/ 10 October 2003

Rand: A bull in a china shop

It would be funny were it not so cruel — the behaviour of the rand, that is. The Springbok is now behaving like a bull in the china shop that is our carefully, sometimes too carefully, managed economy. Except that the delicate ware it is wrecking is economic growth and people’s livelihood.

Michael Power, portfolio manager at Investec Asset Management, uses the words balloon, decimate and collapse to describe what the rand will do to our current account deficit, industry and gross domestic product growth.

This week the rand flirted with dangerous new levels, touching a high of R6,78 to the dollar on Tuesday and falling to R6,87 by Thursday.

At the same time, Statistics South Africa reported that manufacturing output in August fell by a seasonally adjusted 2,6% from the preceding month, and 4,9% for the year. This is especially disheartening, following fleeting signs of recovery in July.

The trouble, as always, was sparked by the rich. Power described the recent decision by G7 to weaken the dollar as ‘watershed” and an ‘epochal event”. ‘Monetary policy with the backdrop of a weak dollar has to be different from a backdrop of a stronger dollar,” he said.

Power believes our monetary authorities should pay attention to real interest rates policy, which, he says, ‘has been too strong, for too long”. He puts the spot real interest rate at 7%. He also notes that, provided the rand does not strengthen further, there is less scope for volatility.

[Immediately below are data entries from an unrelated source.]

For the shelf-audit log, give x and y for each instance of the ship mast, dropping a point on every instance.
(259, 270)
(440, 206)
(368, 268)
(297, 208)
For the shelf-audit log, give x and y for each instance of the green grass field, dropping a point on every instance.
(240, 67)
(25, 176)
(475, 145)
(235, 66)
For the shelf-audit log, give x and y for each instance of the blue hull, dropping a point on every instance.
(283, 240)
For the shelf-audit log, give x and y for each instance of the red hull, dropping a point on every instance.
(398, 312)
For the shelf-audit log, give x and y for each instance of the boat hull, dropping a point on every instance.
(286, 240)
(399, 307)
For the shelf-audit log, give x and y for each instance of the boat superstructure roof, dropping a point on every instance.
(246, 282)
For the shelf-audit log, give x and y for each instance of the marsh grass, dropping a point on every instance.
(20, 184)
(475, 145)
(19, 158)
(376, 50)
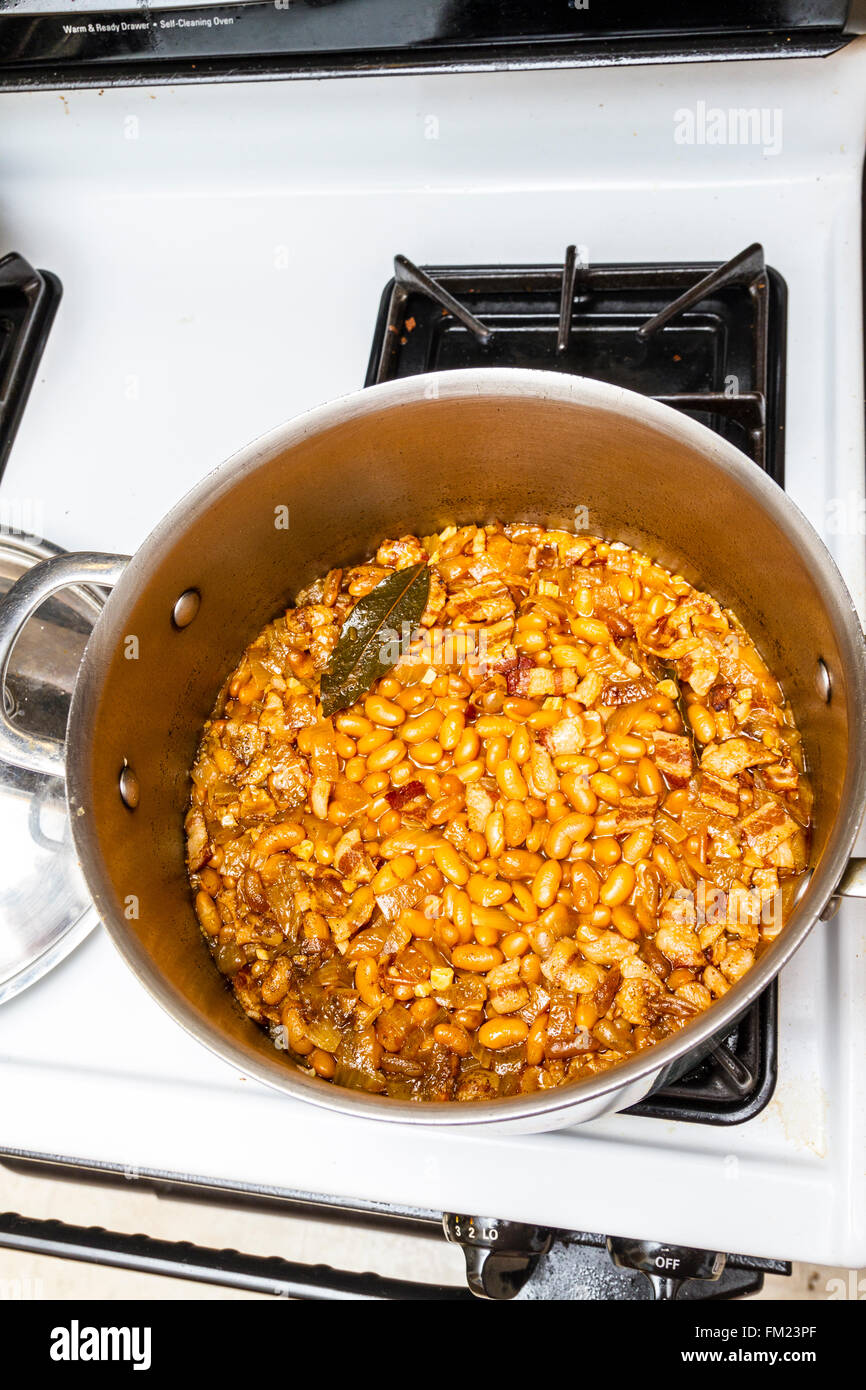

This is because there will be no more primary offshore listings, most institutions are near their 15% offshore limit and the net open forward position is closed.

He suggests that the Reserve Bank should at least double the current level of $6,5-billion in foreign reserves and look at ‘specific but limited aspects of foreign exchange controls” to release pressure through an outflow.

Most importantly, Power notes that investors now look to companies that do not derive artificial profits from a weakening rand, but have sound fundamentals.

Their biggest challenge is China, the next economic superpower. Now there’s a shop to rampage in!